24 June 2019
By Colin Lewis, June 2019
With the Reserve Bank recently cutting the official cash rate to a historic low of 1.25 percent and the likelihood of further cuts to come, investors are seeing their returns eroded.
For retirees with investable assets sitting in cash, term deposits and fixed interest securities, lower returns mean less income to fund their retirement lifestyle.
Hardest hit are self-funded retirees. Without the safety net of the indexed Age Pension, they are reliant solely on their own resources to generate the income they need to live on.
For self-funded retirees with surplus income, lower interest rates may not impact their lifestyle and no adjustment to their current arrangements may be necessary.
However, for people invested in cash and term deposits whose income matches their expenditure, lower rates will bite. It may ultimately mean eating into capital to sustain their lifestyle – the last thing investors want to do.
For many retirees, the question is: Do you wish to maintain your lifestyle or are you prepared to accept something less? The former may require taking some action whereas the latter means doing nothing.
So, it comes down to making your money work harder for you or changing your lifestyle by either returning to the workforce – if that’s even possible – or revising your retirement goals. Or it could be a combination of the two depending on how far interest rates fall.
From 1 July 2019, changes to the Work Bonus mean that Age Pensioners can earn up to $300 a fortnight without impacting their pension. Provided you stay below the annual maximum of $7,800 a year, you can earn more than $300 in a fortnight and your pension will not be affected. Together with the income test free area of $172, you can earn $472 a fortnight before your pension is affected – giving you more money to live on.
Generally, investing for a better return will mean taking on additional risk as you’ll be investing in riskier and more volatile asset classes to get that return, e.g. Australian and international shares, and property.
Recently, shares have gone up as the valuation of dividend income streams has risen as rates fall. But with interest rates falling, is now the time to jump into shares when there’s much talk about the share market being overpriced and the strength of the Australian economy is in question?
If you are attracted by high returns in this low interest rate environment, be very mindful of what you’re getting into. The adage, “if something seems too good to be true, it probably is” comes to mind. Over the years, there’s been a string of corporate collapses where investors have been enticed into them with the promise of high returns. Classic cases include Basis Capital, Australian Capital Reserve, Westpoint, and further back Estate Mortgage and ASL.

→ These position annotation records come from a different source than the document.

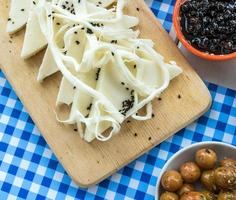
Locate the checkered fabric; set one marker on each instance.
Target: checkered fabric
(29, 169)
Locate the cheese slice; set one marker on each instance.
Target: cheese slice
(108, 73)
(111, 83)
(34, 40)
(18, 15)
(48, 66)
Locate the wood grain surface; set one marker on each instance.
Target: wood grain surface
(185, 100)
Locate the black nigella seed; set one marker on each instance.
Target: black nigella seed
(89, 31)
(90, 106)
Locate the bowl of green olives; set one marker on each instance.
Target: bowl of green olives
(202, 171)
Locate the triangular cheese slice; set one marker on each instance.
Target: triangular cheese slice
(18, 15)
(34, 40)
(48, 66)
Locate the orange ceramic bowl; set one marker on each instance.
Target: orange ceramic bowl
(176, 21)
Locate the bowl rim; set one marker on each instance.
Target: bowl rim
(188, 46)
(182, 151)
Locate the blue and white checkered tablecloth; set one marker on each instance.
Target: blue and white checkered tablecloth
(29, 169)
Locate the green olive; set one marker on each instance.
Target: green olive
(185, 188)
(190, 172)
(227, 195)
(208, 180)
(206, 158)
(228, 162)
(225, 177)
(171, 181)
(209, 195)
(169, 196)
(193, 196)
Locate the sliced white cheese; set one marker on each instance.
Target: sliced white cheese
(34, 40)
(111, 83)
(149, 73)
(18, 15)
(48, 66)
(66, 92)
(102, 3)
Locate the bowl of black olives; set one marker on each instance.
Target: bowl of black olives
(207, 28)
(202, 171)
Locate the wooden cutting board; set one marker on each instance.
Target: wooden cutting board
(185, 100)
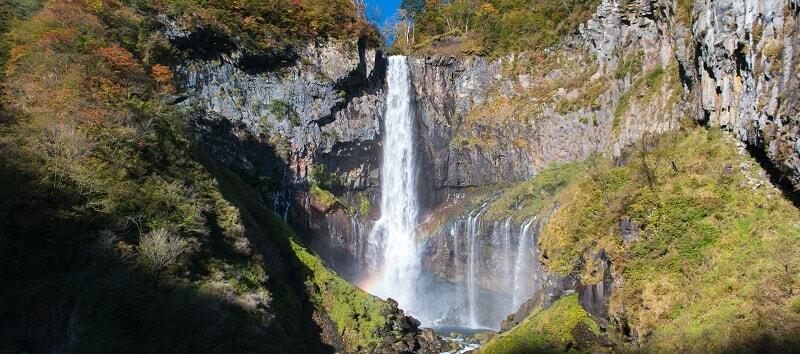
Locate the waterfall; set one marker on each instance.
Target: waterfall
(473, 228)
(393, 237)
(505, 240)
(519, 263)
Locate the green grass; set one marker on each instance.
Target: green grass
(529, 198)
(551, 330)
(355, 313)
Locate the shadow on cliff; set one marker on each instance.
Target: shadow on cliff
(271, 236)
(61, 291)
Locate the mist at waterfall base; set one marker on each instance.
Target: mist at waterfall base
(492, 265)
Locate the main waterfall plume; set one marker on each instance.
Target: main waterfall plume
(393, 248)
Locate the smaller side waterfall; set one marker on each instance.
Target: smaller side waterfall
(473, 226)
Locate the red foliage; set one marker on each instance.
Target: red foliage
(163, 76)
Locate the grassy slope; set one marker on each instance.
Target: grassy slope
(560, 328)
(715, 266)
(356, 313)
(714, 269)
(96, 157)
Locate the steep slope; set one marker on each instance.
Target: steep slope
(98, 162)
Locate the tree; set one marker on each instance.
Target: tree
(413, 7)
(158, 249)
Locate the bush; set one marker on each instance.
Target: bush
(158, 249)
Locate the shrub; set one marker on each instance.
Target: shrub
(158, 249)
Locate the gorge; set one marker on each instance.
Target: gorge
(505, 177)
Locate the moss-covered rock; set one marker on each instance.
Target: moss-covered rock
(563, 327)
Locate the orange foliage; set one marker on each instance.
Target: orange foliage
(163, 76)
(121, 59)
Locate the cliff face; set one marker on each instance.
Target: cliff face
(307, 130)
(634, 69)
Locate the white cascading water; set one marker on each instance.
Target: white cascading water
(393, 239)
(519, 263)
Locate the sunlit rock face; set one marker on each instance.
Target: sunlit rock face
(481, 270)
(746, 75)
(479, 121)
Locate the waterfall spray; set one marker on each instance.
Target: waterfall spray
(519, 263)
(393, 238)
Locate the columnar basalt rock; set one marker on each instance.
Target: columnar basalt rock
(635, 68)
(747, 63)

Always invest with your eyes wide open
Revising your lifestyle goals could mean holidaying in Australia rather than overseas or travelling overseas less frequently. It may mean updating your car say every seven years as opposed to five; drinking a $10 bottle of wine rather $15 to $20 bottle; buying cheaper cuts of meat at the butchers or supermarket.
It all depends on your situation and it’s all about trade-offs
If you’re approaching retirement, rate cuts could lead to delaying your retirement to work a little longer to bolster your retirement savings – as was the case for many people during the GFC.

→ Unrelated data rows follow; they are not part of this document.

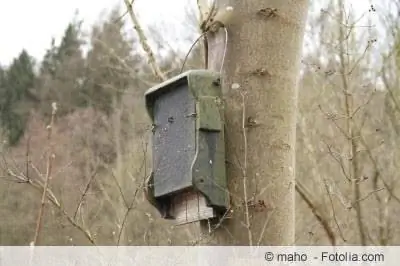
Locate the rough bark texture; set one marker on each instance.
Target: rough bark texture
(263, 57)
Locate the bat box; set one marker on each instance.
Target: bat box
(188, 181)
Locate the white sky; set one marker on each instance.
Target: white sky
(31, 24)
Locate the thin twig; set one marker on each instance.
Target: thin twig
(143, 41)
(316, 211)
(93, 175)
(50, 158)
(244, 130)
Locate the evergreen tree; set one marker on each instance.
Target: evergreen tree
(62, 73)
(109, 63)
(17, 97)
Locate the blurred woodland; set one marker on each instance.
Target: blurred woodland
(92, 146)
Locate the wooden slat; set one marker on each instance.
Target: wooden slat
(190, 207)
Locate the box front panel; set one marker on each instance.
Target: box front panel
(174, 143)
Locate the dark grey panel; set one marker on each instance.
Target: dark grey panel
(173, 140)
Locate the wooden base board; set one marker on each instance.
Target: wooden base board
(190, 207)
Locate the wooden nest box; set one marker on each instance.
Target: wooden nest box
(188, 180)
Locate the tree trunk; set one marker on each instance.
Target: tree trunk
(261, 70)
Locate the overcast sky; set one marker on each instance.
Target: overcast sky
(31, 24)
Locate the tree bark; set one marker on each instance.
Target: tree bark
(261, 70)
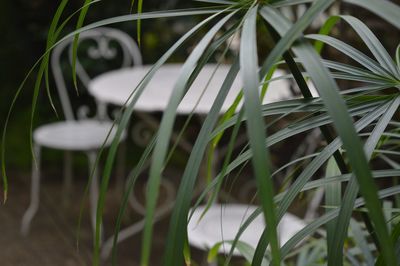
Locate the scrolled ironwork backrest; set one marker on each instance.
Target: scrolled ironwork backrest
(101, 38)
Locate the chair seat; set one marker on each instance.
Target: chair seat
(228, 218)
(80, 135)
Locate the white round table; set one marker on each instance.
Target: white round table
(114, 87)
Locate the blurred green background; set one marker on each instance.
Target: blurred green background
(24, 25)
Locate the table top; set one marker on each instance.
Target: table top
(114, 87)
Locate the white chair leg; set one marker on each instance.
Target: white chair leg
(94, 192)
(35, 191)
(67, 177)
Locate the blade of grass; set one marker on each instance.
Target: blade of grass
(333, 195)
(127, 114)
(336, 246)
(328, 90)
(385, 9)
(162, 143)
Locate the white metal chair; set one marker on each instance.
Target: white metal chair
(78, 132)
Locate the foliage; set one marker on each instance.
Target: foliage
(358, 124)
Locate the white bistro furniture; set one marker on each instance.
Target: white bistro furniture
(78, 132)
(115, 87)
(222, 222)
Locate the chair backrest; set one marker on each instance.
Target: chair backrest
(102, 44)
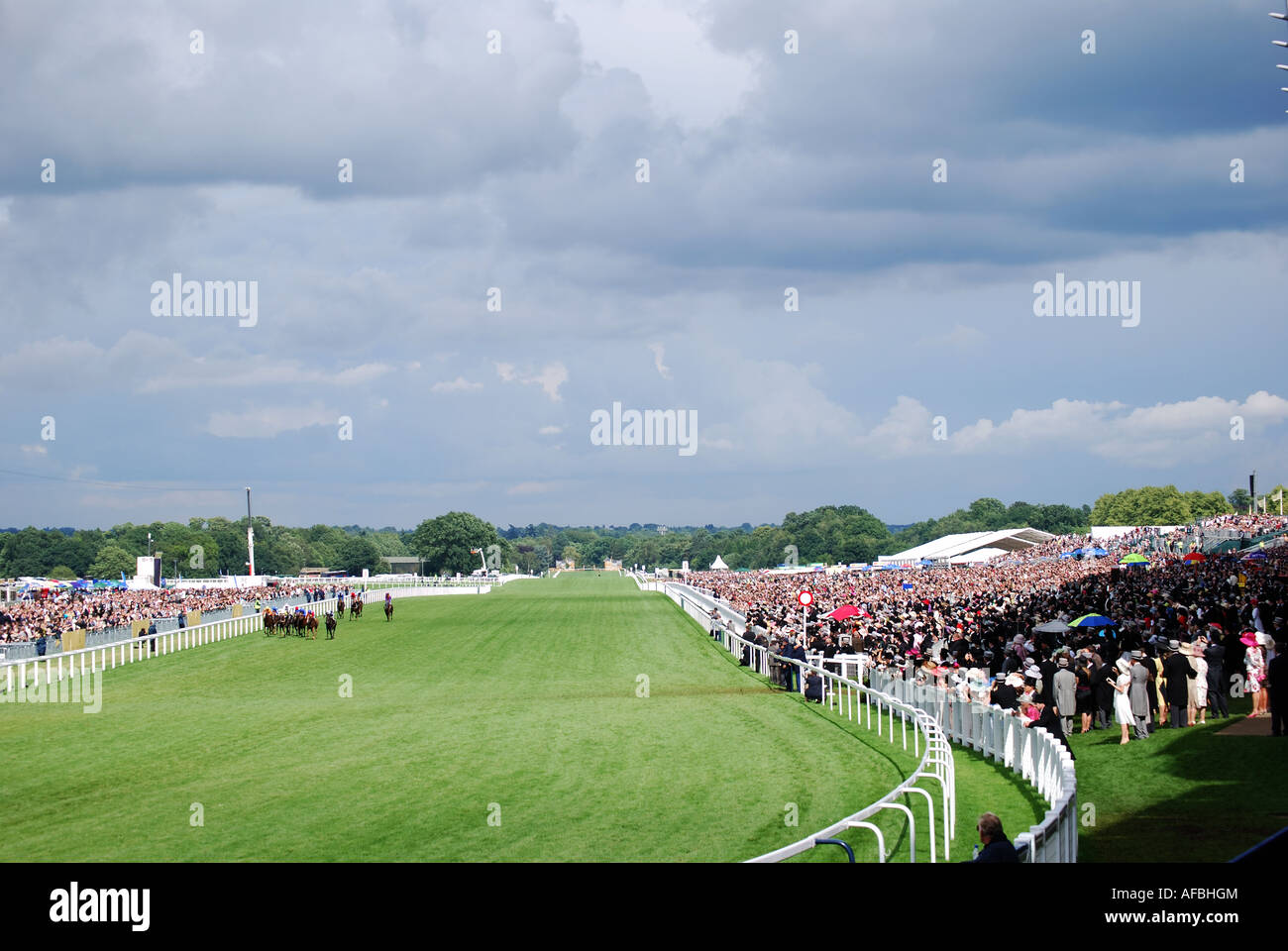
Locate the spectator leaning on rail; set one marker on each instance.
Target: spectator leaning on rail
(997, 847)
(1276, 686)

This way you start retirement with a larger nest egg to compensate for the lower returns that will be generated from it to maintain the income level you planned to have for the lifestyle you wish to lead.

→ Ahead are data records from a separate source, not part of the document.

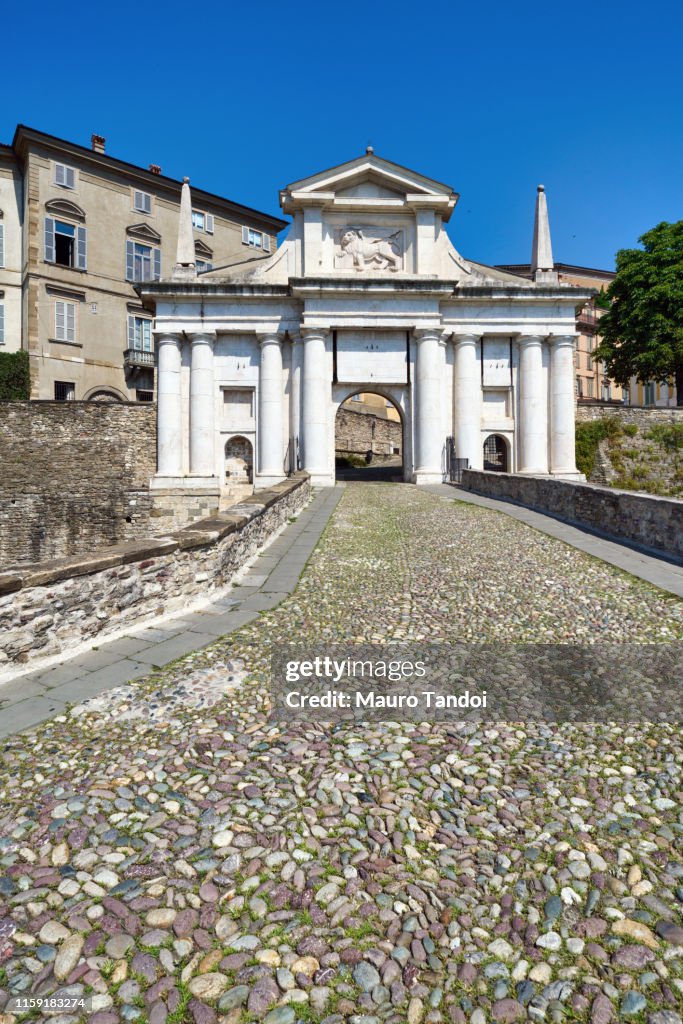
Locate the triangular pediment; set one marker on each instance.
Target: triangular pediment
(369, 179)
(143, 231)
(65, 208)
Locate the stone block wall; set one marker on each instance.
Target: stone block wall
(356, 433)
(75, 476)
(50, 608)
(643, 418)
(651, 522)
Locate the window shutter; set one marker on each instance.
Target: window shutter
(49, 240)
(59, 320)
(130, 260)
(71, 321)
(81, 249)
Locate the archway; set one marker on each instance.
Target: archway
(369, 438)
(239, 468)
(496, 454)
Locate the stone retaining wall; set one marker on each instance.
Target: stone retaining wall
(356, 433)
(55, 606)
(653, 523)
(644, 418)
(75, 476)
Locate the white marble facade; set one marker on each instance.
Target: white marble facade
(367, 293)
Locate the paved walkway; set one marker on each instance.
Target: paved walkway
(658, 571)
(38, 695)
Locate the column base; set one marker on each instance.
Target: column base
(426, 476)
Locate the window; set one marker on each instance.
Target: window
(256, 239)
(65, 176)
(141, 202)
(65, 391)
(66, 244)
(203, 221)
(139, 333)
(65, 321)
(142, 262)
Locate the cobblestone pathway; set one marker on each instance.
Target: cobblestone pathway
(167, 853)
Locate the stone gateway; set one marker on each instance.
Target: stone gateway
(367, 293)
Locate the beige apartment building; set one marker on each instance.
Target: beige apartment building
(79, 229)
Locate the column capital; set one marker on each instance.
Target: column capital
(531, 339)
(462, 338)
(167, 337)
(562, 339)
(269, 337)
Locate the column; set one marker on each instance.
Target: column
(314, 408)
(562, 439)
(202, 436)
(429, 433)
(467, 387)
(532, 424)
(169, 414)
(270, 446)
(295, 393)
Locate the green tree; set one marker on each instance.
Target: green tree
(642, 333)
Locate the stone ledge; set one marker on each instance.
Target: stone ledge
(201, 534)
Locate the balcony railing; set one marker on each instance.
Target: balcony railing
(136, 357)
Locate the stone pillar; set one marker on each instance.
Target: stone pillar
(428, 433)
(467, 388)
(532, 424)
(562, 438)
(169, 409)
(270, 446)
(295, 391)
(202, 437)
(314, 410)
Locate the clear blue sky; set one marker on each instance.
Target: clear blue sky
(493, 98)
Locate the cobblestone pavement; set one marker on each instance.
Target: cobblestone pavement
(170, 855)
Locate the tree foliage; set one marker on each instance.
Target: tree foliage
(642, 333)
(14, 380)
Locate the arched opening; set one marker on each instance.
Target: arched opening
(369, 438)
(496, 454)
(239, 468)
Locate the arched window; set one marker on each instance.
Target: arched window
(496, 454)
(239, 461)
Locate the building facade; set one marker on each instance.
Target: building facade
(366, 295)
(81, 228)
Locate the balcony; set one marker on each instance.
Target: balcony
(588, 317)
(135, 357)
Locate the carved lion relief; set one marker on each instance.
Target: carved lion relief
(369, 249)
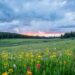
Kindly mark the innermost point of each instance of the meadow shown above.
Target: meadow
(37, 57)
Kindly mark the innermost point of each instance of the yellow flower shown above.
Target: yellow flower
(5, 73)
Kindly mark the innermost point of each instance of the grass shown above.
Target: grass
(37, 57)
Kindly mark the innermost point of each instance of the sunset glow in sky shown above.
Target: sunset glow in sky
(42, 17)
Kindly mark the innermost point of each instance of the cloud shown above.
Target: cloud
(37, 15)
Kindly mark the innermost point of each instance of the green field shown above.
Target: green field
(37, 57)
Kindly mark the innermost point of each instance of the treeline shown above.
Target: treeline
(7, 35)
(68, 35)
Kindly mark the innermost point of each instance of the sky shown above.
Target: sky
(22, 16)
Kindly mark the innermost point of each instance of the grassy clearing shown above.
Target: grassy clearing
(37, 57)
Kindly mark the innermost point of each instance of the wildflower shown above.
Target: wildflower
(38, 66)
(10, 70)
(24, 65)
(65, 62)
(29, 73)
(5, 73)
(14, 65)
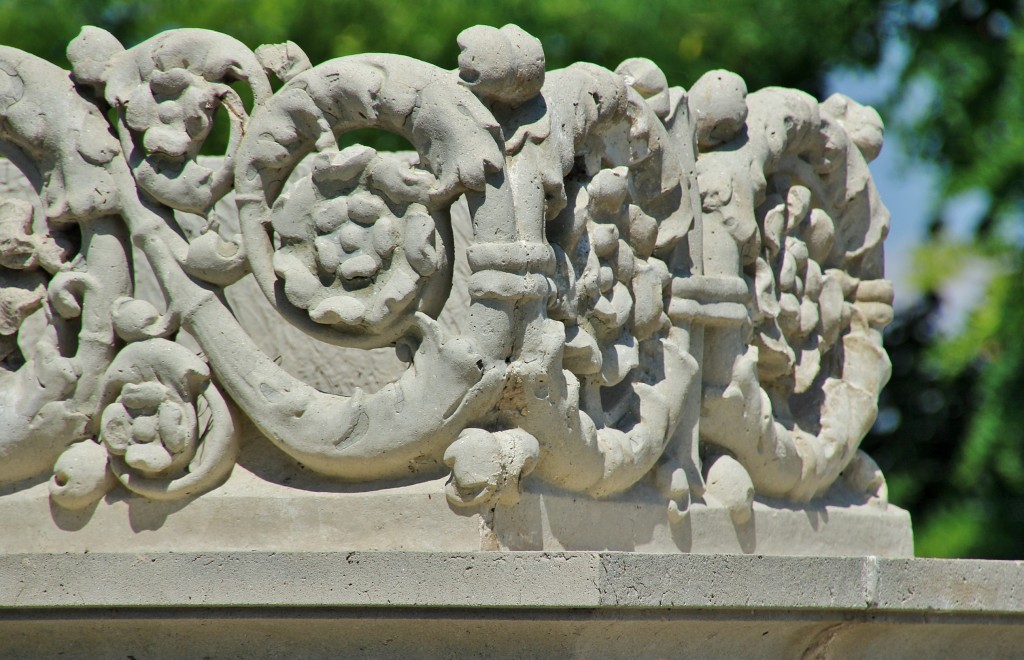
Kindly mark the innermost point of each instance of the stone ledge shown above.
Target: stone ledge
(510, 580)
(506, 605)
(249, 514)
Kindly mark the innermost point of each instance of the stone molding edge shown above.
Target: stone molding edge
(48, 583)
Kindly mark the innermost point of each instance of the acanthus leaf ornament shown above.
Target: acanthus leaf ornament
(681, 286)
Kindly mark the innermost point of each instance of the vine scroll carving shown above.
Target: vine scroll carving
(677, 286)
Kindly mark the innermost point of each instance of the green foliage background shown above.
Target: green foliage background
(951, 434)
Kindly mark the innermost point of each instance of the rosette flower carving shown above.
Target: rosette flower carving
(167, 428)
(359, 249)
(167, 90)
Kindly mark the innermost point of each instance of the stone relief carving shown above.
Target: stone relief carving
(682, 287)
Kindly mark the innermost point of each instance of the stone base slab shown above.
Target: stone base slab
(505, 605)
(250, 513)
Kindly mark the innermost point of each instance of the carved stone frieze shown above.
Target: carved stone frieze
(653, 284)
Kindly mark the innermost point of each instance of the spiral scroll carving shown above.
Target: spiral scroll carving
(679, 284)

However, should you choose to stick with your retirement date then it may mean either changing your retirement plan – revising your lifestyle goals – or investing for a better return to fulfill that plan.
Again, it’s about trade-offs
Saving smarter is important and using the superannuation system is one way of doing this. Upcoming changes to super may help you save in this concessionally taxed environment longer.
These changes include the new work test exemption from 1 July 2019 and the proposal announced in the April Budget to give people aged 65 and 66 from 1 July 2020 the ability to make contributions without meeting the work test.
Senior Australians are means tested to determine their entitlement to the Age Pension. Under the income test, financial assets are ‘deemed’ to earn a specified return. The deeming rules incentivise investors to earn more from their savings. If pensioners invest and get higher returns, their total income will increase.
Currently, the higher and lower deeming rates are 3.25 and 1.75 percent respectively – certainly out of kilter with the official cash rate.
Deeming rates are monitored on an ongoing basis and are generally changed to coincide with the indexation of pensions – less disruption to pensioners by minimising changes to their payments. However, changes can be made at any time if there are significant movements in returns.
Consequently, when interest rates are falling there will be a time lag before the deeming rates change which may result in pensioners impacted by the income test receiving less from their investments without a corresponding increase in their pension.
If you or your partner are Age Pension age or older, own real estate in Australia and need more income to maintain your standard of living then you could consider the government’s Pension Loan Scheme (PLS) – effectively a reverse mortgage.
From 1 July 2019, all Age Pensioners and certain self-funded retirees can leverage the equity in their property under the PLS by borrowing up to 150 percent of the maximum fortnightly pension rate of $907.60 at a current interest rate of 5.25 percent per annum.
Whilst the loan can be repaid any time, normally it will be recovered when the property (usually your home) is sold from your estate.
If you’re contemplating such a loan, you need to carefully consider the downside. It will reduce the value of your property when it’s sold.